El Pedro que salta de la barca hacia las embravecidas aguas, es sin duda el menos prudente de todos los apóstoles; realmente hace falta ser imprudente para tomar una decisión así. Si nos fijamos bien a lo largo del Evangelio, Pedro es el que siempre mete la pata. Cuando Jesucristo dice que va a ser juzgado y condenado por el sanedrín, todos se asustan pero se callan. Pedro no. Se acerca a Él e intenta disuadirle. Cuando, en la última cena, Jesús anuncia la inminencia de su Pasión, Pedro declara con rotundidad que está dispuesto a morir con Él… y le niega tres veces. No hay duda de que, siendo como eran todos débiles, Jesús amó de modo especial la impulsividad llena de nobleza de Pedro.
La figura de Pedro nos enseña que “los prudentes” nunca aceptarán el Evangelio, más bien lo adaptarán a su debilidad.

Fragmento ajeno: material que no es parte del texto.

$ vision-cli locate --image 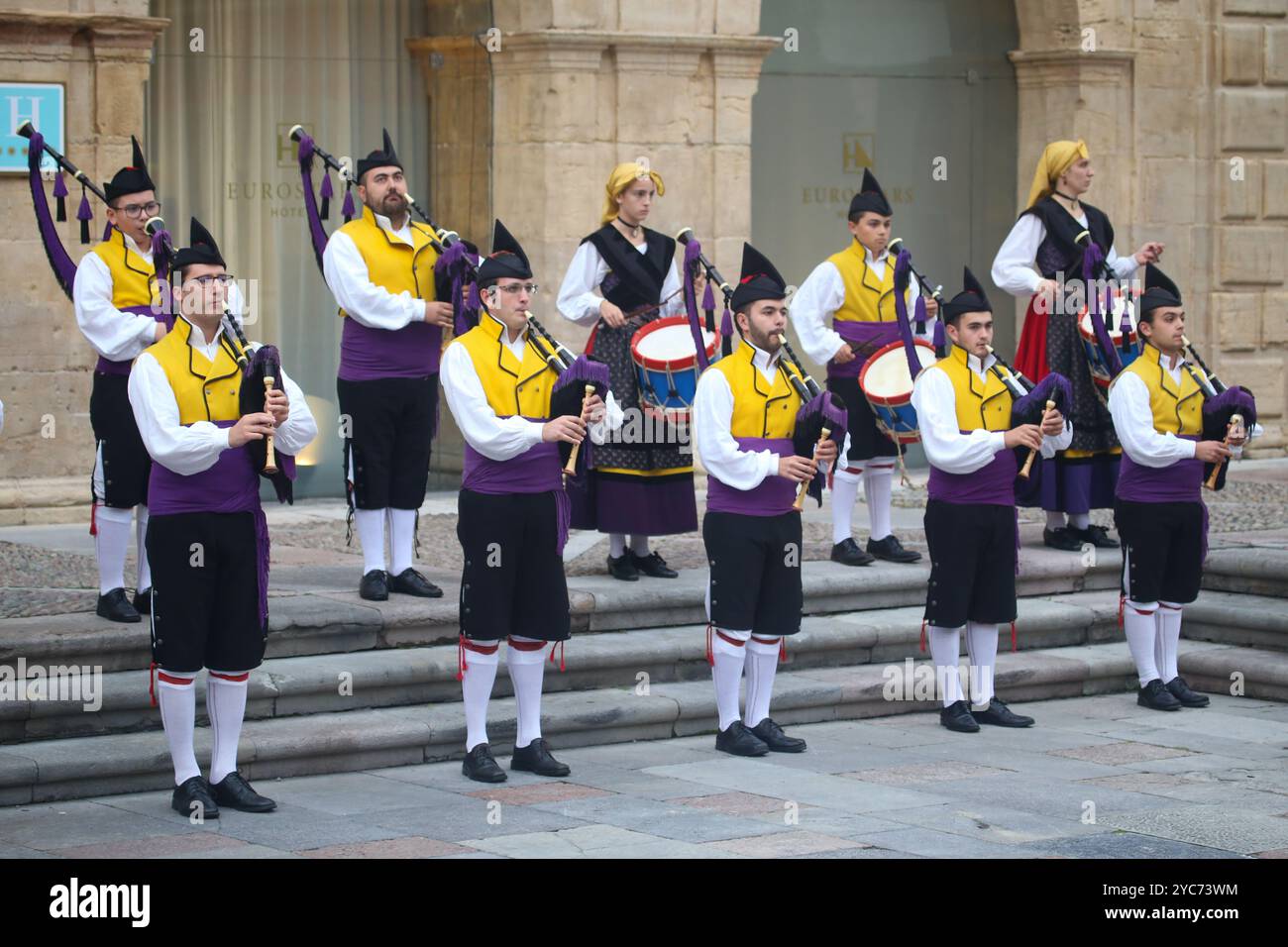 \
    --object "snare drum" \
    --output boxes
[631,316,716,424]
[859,339,936,445]
[1078,288,1141,403]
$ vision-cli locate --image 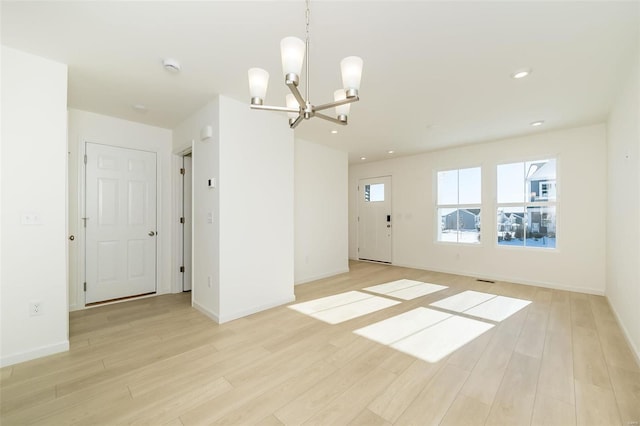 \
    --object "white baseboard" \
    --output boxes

Los imprudentes como Pedro, adaptan su debilidad a Dios y éste les reviste de su fortaleza. Los prudentes van al Evangelio con calculadora en la mano de cara a un cumplimiento a su medida, sin comprender que éste rebasa infinitamente el listón de su generosidad. Las figuras de David y Pedro son un toque de atención a todos aquellos que viven el cristianismo nadando y guardando la ropa con sus prudencias humanas.
Hablemos, pues, también de David “el imprudente”. Todos intentan disuadirle para que no se enfrente a un enemigo tan superior a él en todo. David no quiere saber nada de prudencias humanas y sale a combatir. David es un hombre de fe; su imprudencia a los ojos de los hombres se convirtió en prudencia a los ojos de Dios al rechazar las armas de aquellos y acogerse a las de Él.
No hay duda de que todos los santos, -Pablo, Benito, Francisco de Asís, Ignacio, etc.- fueron grandísimos imprudentes. De todas formas, nos remitimos a la autoridad de Jesús y acudimos al Evangelio para saber qué es lo que Él dice respecto a los prudentes. Seguimos el texto griego del evangelio de san Mateo, y en su traducción le oímos lo siguiente: “En aquel tiempo, tomando Jesús la palabra, dijo: Yo te bendigo, Padre, Señor del cielo y de la tierra, porque has ocultado estas cosas a los sabios y a los prudentes y se las has revelado a los pequeños” (Mt 11,25).